Let’s say we want to ask:

If the test on a random fetus gives a \(Pos\) result, what is the probability that fetus actually is \(DS^+\)? In other words, what is \(P(DS^+|Pos)\)?

How can we formulate this problem in terms of Bayes’ rule?

First, we need the priors, or states of nature:

  • \(P(DS^+) = 0.001\) : Rate of Down’s syndrome
  • \(P(DS^-) = 0.999\)

The established rates of detection of the test, which give us our likelihoods, are as follows:

  • \(P(Pos|DS^+) = 0.6\)
    • True Positive (sensitivity): The test was positive, and the fetus has DS
  • \(P(Neg|DS^+) = 0.4\)
    • False Negative : The test was negative, however the fetus has DS
  • \(P(Neg|DS^-) = 0.95\)
    • True Negative : The test was negative, and the fetus does not have DS
  • \(P(Pos|DS^-) = 0.05\)
    • False Positive : Test was positive, but the fetus does not have DS

Using the Bayes’ theorem above, let’s set A to be the test result, \([Pos|Neg]\), and B to be DS status, \([DS^+|DS^-]\). Now we can formulate our problem as:

\[P(DS^+|Pos) = \frac{P(Pos|DS^+) * P(DS^+)}{P(Pos)}\]

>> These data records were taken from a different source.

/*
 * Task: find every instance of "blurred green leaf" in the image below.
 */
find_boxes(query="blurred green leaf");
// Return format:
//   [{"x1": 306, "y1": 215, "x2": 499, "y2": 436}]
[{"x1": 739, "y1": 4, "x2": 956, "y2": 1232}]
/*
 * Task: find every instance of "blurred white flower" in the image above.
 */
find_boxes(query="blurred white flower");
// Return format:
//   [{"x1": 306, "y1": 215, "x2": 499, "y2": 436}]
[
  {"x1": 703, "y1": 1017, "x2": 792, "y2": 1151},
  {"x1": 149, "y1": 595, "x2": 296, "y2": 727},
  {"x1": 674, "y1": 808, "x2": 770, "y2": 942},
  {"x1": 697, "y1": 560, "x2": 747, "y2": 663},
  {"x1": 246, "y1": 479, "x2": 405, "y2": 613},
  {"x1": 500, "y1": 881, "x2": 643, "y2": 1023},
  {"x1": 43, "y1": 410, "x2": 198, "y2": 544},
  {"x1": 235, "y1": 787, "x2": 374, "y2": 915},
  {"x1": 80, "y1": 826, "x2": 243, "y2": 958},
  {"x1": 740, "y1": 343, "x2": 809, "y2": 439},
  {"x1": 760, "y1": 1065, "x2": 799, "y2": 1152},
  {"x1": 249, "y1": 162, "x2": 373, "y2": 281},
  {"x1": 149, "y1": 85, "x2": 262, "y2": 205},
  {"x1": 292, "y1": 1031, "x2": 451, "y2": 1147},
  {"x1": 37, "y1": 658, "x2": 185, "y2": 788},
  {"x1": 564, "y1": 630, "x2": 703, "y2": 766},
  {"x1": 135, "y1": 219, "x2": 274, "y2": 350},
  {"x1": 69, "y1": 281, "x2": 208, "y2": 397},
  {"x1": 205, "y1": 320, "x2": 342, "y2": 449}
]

We are given the values for the numerator, but we need the values for the denominator. For this we can use our law of total probability.

\(\Rightarrow\) Q: What is the formula we need to construct the denominator?

Answer

By the law of total probablity:

\[ P(Pos) = P(Pos|DS^+)*P(DS^+) + P(Pos|DS^-)*P(DS^-) \]

\(\Rightarrow\) Q: What is the final formula and the result after plugging in all of the corresponding values?

Answer

\[\begin{aligned} P(DS^+|Pos) &= \frac{P(Pos|DS^+) * P(DS^+)}{P(DS^+) * P(Pos|DS^+) + P(DS^-)*P(Pos|DS^-)} \\ &= \frac{0.6*0.001}{0.6*0.001 + 0.999*0.05} \end{aligned}\]

result = 0.6*0.001 / (0.6*0.001 + 0.999*0.05)
round(result*100, 2)
## [1] 1.19

The answer is 1.19%. This means that almost 99% of positive results will be false positives! Even though the FP rate is only 5%, the incidence of Down’s is so low that the vast majority of cases that do return a positive test will not actually have Down’s syndrome.

In many cases, it’s better to err on the side of caution, and any positive test results can be confirmed by further testing.